Seki Sohsuke, Ohzeki Mioko, Uchida Akiko, Hirano Seiki, Matsushita Nobuko, Kitao Hiroyuki, Oda Tsukasa, Yamashita Takayuki, Kashihara Naoki, Tsubahara Akio, Takata Minoru, Ishiai Masamichi
Department of Immunology and Molecular Genetics, Kawasaki Medical School, Kurashiki, Okayama 701-0192, Japan.
Genes Cells. 2007 Mar;12(3):299-310. doi: 10.1111/j.1365-2443.2007.01054.x.

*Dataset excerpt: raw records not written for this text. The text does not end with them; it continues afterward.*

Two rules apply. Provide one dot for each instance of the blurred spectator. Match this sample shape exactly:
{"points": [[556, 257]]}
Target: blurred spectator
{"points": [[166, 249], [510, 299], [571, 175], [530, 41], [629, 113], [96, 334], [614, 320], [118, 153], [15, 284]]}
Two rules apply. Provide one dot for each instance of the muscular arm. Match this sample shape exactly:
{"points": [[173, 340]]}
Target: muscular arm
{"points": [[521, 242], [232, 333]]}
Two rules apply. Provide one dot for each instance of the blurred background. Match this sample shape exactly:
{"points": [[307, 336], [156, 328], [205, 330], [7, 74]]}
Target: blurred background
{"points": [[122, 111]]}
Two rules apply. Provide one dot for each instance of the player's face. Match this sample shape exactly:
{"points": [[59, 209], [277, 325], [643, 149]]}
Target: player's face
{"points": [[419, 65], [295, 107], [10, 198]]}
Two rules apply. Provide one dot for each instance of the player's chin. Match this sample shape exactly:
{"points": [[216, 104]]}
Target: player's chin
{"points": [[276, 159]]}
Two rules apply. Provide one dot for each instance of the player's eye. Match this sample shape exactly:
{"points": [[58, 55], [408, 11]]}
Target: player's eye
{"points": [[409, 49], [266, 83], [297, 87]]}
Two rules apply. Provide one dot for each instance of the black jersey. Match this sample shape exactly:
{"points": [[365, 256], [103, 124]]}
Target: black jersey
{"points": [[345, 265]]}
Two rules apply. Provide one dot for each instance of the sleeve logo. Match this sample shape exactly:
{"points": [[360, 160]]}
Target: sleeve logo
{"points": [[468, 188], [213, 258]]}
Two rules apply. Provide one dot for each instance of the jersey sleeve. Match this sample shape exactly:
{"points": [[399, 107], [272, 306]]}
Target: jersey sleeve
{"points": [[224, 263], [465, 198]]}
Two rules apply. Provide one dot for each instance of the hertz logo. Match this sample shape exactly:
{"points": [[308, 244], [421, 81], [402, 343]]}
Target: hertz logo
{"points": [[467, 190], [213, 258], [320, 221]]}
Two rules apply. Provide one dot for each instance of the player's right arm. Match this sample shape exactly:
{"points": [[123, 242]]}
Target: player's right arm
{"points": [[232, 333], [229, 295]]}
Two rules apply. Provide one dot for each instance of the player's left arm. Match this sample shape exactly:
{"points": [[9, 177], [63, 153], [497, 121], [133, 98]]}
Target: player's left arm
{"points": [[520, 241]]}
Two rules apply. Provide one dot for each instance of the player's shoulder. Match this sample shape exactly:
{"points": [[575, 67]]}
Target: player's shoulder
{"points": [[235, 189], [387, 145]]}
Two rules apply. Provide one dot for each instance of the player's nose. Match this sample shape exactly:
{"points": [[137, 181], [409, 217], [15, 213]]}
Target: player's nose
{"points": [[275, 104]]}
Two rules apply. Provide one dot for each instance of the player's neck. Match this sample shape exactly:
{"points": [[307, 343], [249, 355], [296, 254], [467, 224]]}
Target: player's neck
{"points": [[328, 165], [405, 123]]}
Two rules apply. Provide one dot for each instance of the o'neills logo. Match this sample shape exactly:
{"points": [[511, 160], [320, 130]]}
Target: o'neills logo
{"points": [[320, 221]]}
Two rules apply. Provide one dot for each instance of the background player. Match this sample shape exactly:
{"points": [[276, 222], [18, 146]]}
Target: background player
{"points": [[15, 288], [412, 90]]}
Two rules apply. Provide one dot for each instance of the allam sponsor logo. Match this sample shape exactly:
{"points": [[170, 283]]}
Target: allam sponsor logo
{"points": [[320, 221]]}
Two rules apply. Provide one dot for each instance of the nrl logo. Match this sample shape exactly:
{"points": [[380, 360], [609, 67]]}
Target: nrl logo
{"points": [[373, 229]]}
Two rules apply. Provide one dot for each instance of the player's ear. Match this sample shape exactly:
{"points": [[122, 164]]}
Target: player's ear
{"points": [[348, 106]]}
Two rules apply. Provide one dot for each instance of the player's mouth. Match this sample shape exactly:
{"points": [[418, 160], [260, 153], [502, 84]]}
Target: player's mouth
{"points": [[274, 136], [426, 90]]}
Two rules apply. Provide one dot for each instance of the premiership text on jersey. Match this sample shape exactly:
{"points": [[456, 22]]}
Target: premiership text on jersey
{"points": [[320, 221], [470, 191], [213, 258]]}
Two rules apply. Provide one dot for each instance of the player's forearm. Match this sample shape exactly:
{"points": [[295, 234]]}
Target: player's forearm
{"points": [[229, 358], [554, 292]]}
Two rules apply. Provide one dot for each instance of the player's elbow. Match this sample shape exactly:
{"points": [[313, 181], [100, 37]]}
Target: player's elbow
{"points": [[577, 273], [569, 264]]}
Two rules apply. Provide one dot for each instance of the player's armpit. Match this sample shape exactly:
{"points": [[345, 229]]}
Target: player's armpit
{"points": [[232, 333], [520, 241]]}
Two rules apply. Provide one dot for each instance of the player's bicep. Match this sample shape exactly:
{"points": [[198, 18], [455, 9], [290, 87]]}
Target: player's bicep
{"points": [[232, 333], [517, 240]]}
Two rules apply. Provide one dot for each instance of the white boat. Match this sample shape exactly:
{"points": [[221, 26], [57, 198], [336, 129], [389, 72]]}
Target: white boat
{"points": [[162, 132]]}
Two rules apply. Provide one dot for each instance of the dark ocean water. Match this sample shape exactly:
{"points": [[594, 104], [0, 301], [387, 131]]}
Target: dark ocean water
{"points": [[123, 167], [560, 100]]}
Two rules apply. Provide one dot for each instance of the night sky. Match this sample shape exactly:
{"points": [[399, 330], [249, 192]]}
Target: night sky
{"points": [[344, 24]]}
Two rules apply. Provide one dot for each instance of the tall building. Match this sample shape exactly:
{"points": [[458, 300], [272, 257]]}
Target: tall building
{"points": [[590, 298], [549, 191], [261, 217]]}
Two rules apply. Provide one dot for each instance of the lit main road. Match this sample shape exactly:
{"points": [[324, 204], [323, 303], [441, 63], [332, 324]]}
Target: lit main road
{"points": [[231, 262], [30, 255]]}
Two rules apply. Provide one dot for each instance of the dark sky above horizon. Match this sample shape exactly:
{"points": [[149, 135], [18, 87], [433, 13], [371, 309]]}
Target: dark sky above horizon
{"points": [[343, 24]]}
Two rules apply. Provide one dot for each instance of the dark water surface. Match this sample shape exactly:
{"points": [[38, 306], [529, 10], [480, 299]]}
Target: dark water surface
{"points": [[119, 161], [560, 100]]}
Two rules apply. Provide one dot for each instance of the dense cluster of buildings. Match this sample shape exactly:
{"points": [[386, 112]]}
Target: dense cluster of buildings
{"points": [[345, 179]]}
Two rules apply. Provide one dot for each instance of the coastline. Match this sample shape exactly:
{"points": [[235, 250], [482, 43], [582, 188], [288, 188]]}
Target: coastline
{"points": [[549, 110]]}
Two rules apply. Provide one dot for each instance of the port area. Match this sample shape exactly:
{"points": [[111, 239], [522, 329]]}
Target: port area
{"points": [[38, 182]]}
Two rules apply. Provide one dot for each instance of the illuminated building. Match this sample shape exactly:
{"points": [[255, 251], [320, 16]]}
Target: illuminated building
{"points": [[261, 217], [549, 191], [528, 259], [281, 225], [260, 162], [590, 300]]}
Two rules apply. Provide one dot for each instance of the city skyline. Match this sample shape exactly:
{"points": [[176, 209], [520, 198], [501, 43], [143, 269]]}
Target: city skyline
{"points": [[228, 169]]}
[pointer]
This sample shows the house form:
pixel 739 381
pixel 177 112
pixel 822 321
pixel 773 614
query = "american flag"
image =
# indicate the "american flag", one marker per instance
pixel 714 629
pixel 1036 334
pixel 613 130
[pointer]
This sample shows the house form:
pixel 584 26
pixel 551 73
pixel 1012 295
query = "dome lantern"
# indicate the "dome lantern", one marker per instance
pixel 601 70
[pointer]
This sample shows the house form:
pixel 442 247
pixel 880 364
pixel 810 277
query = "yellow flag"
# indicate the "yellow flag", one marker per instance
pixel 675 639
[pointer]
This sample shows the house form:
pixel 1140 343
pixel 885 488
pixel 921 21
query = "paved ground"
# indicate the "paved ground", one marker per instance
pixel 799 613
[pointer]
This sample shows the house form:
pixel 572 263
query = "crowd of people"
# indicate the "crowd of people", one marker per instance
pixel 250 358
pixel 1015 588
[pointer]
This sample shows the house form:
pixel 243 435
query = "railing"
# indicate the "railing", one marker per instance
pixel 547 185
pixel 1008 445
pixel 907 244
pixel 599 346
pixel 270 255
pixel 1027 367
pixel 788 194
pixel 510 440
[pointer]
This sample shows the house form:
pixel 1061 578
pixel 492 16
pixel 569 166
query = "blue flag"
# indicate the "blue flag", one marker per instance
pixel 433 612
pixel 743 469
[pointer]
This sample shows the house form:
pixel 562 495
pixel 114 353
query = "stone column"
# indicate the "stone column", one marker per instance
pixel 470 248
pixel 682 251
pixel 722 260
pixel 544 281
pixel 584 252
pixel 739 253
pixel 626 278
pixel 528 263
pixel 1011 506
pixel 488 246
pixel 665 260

The rare hereditary disorder Fanconi anemia (FA) can be caused by mutations in components of the FA core complex (FancA/B/C/E/F/G/L/M), a key regulator FancD2, the breast cancer susceptibility protein BRCA2/FancD1, or the newly identified FancJ/BRIP1 helicase. By performing yeast two-hybrid (Y2H) screens using N-terminal chicken (ch) FancD2 as a bait, we have identified chFancL, the likely ubiquitin E3 ligase subunit of the FA core complex. We also found that ectopically expressed FancD2 and FancL co-immunoprecipitated in 293T cells, and this interaction was dependent on the PHD domain of FancL. FANCL-disrupted chicken DT40 cells displayed defects in both FancD2 monoubiquitination and focus formation. Importantly, cell lines lacking the FANCL or FANCD2 genes, or carrying a "knock-in" mutation of the FancD2 monoubiquitination site (where the Lys 563 residue is changed to Arg), displayed quantitatively identical defects in the repair of I-SceI-induced chromosomal breaks by homologous recombination (HR). These data establish the role of FANCL and FancD2 monoubiquitination in HR repair.
罕见的遗传性疾病范可尼贫血(FA)可能由FA核心复合物(FancA/B/C/E/F/G/L/M)的组分、关键调节因子FancD2、乳腺癌易感蛋白BRCA2/FancD1或新发现的FancJ/BRIP1解旋酶发生突变引起。通过以N端鸡(ch)FancD2作为诱饵进行酵母双杂交(Y2H)筛选,我们鉴定出chFancL,它可能是FA核心复合物的泛素E3连接酶亚基。我们还发现,异位表达的FancD2和FancL在293T细胞中共免疫沉淀,且这种相互作用依赖于FancL的PHD结构域。FANCL缺失的鸡DT40细胞在FancD2单泛素化和灶形成方面均表现出缺陷。重要的是,缺乏FANCL或FANCD2基因,或携带FancD2单泛素化位点“敲入”突变(其中赖氨酸563残基变为精氨酸)的细胞系,在通过同源重组(HR)修复I-SceI诱导的染色体断裂方面表现出数量上相同的缺陷。这些数据确立了FANCL和FancD2单泛素化在HR修复中的作用。